The unprecedented study, which at 436 pages takes up the entirety of the latest issue of the school's Human Rights Law Review, may stand as the most powerful rebuttal ever made to the notion that only the guilty make it to Death Row in America and ultimately to the ministrations of the executioner.
Under the supervision of Professor James Liebman, 12 students spent six years retracing the case of Carlos de Luna, a Latino convicted for the stabbing death of a single mother on the night shift of a petrol station in Corpus Christi, Texas, on the night of 4 February 1983. De Luna, who was executed six years later in 1989, was found by police hiding under a pick-up truck shortly after the killing and arrested.
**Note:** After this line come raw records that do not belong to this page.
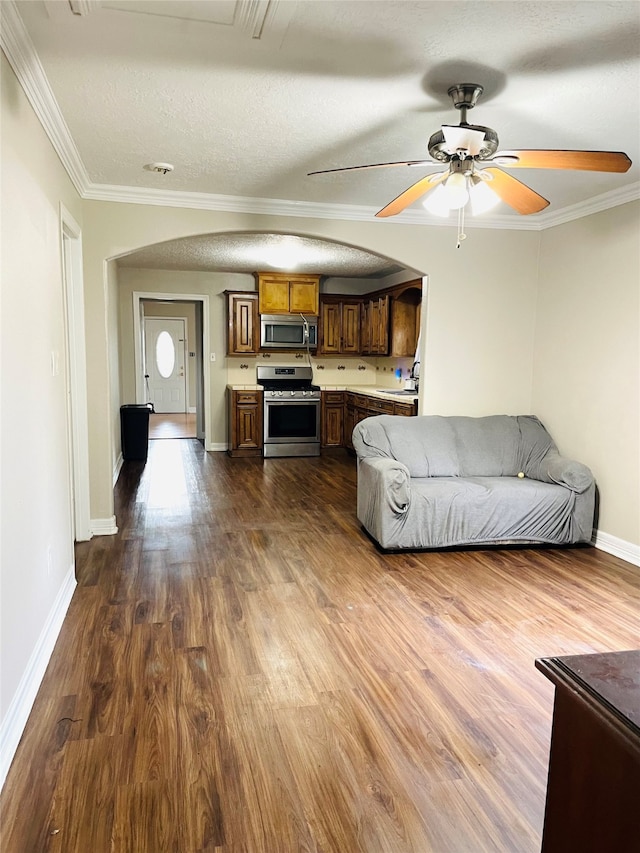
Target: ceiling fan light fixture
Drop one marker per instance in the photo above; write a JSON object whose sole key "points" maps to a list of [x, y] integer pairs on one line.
{"points": [[437, 203], [456, 190], [482, 198]]}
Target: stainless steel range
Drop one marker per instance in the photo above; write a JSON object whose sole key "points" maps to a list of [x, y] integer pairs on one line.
{"points": [[291, 411]]}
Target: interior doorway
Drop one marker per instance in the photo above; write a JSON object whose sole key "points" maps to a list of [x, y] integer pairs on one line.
{"points": [[166, 363], [194, 310]]}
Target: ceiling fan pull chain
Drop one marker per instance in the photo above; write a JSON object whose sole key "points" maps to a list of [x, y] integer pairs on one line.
{"points": [[461, 235]]}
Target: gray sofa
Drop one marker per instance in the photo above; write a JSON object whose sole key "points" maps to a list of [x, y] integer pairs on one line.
{"points": [[438, 482]]}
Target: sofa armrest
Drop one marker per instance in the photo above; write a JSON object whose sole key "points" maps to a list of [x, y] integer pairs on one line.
{"points": [[558, 469], [384, 481]]}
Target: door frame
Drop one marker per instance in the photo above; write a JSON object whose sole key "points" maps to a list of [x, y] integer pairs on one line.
{"points": [[76, 374], [138, 297], [185, 351]]}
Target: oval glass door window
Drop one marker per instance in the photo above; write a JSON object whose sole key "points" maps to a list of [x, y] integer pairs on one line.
{"points": [[165, 355]]}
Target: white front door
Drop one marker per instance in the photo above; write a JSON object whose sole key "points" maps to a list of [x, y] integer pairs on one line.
{"points": [[165, 341]]}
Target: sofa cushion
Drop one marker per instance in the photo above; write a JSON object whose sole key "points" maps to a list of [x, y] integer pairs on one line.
{"points": [[437, 446], [455, 511]]}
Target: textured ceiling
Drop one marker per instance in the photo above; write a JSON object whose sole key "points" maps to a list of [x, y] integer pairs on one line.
{"points": [[258, 253], [244, 98]]}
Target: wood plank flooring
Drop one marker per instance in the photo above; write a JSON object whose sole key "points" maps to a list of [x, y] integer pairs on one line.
{"points": [[180, 425], [242, 671]]}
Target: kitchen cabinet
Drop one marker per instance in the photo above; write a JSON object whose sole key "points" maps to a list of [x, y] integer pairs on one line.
{"points": [[245, 423], [360, 406], [288, 293], [243, 325], [404, 319], [375, 322], [332, 419], [339, 331]]}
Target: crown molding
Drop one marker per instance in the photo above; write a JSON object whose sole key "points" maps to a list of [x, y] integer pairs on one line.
{"points": [[598, 203], [21, 54], [284, 207]]}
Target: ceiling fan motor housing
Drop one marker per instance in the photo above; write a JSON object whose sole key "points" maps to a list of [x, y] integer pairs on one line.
{"points": [[439, 150]]}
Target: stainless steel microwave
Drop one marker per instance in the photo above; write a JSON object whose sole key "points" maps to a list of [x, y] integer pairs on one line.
{"points": [[288, 331]]}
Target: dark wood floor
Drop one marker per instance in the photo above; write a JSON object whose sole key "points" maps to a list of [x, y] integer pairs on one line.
{"points": [[242, 671]]}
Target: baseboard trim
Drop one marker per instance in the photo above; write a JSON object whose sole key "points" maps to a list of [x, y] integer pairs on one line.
{"points": [[116, 469], [104, 526], [18, 712], [618, 547]]}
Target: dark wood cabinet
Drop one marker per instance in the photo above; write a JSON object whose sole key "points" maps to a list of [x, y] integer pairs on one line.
{"points": [[332, 419], [339, 332], [288, 293], [245, 423], [243, 324], [361, 406], [376, 318], [404, 319], [594, 760]]}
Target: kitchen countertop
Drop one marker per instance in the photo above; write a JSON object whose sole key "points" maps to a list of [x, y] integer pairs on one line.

Called "Los Tocayos Carlos: An Anatomy of a Wrongful Execution", the report offers a narrative of De Luna's journey from that night to the death chamber. Throughout, he not only proclaimed his innocence but insisted that a different Carlos, his friend and namesake (or tocayo in Spanish), Carlos Hernandez, was the killer. "I would say that, across the board, there was nonchalance," Professor Liebman told The Huffington Post yesterday. "It looked like a common case, but we found that there was a very serious claim of innocence."
At his trial, the prosecution said Mr Hernandez was a figment of the defendant's imagination. Yet the students found that detectives in Corpus Christi were familiar with Mr Hernandez who had a long history of violence and was known to carry a knife of the kind used in the petrol-station murder. Worse still, Mr Hernandez himself was later to boast of killing the woman.
Other problems included an absence of blood on De Luna's clothing when he was arrested in spite of blood widely spattering the crime scene. No testing was done on the blood and flesh on the knife and nothing was taken from the nails of the victim to try to identify the assailant.
Unusually for a capital case, moreover, the guilty conviction was delivered almost entirely on the basis of eye-witness accounts. Yet the Columbia team said testimony from two witnesses at the crime scene that night is contradictory; one was to admit he had trouble telling one Latino from another.
The Columbia report is a reproach to Texas which has killed 482 prisoners since the US Supreme Court lifted a moratorium on executions 40 years ago – more than any other state. In 2005, the Supreme Court Justice Antonin Scalia asserted there had not been "a single case in which it is clear that a person was executed for a crime he did not commit. If such an event had occurred... the innocent's name would be shouted from the rooftops." The study by Professor Liebman may come closer than any before it to demonstrate he was wrong.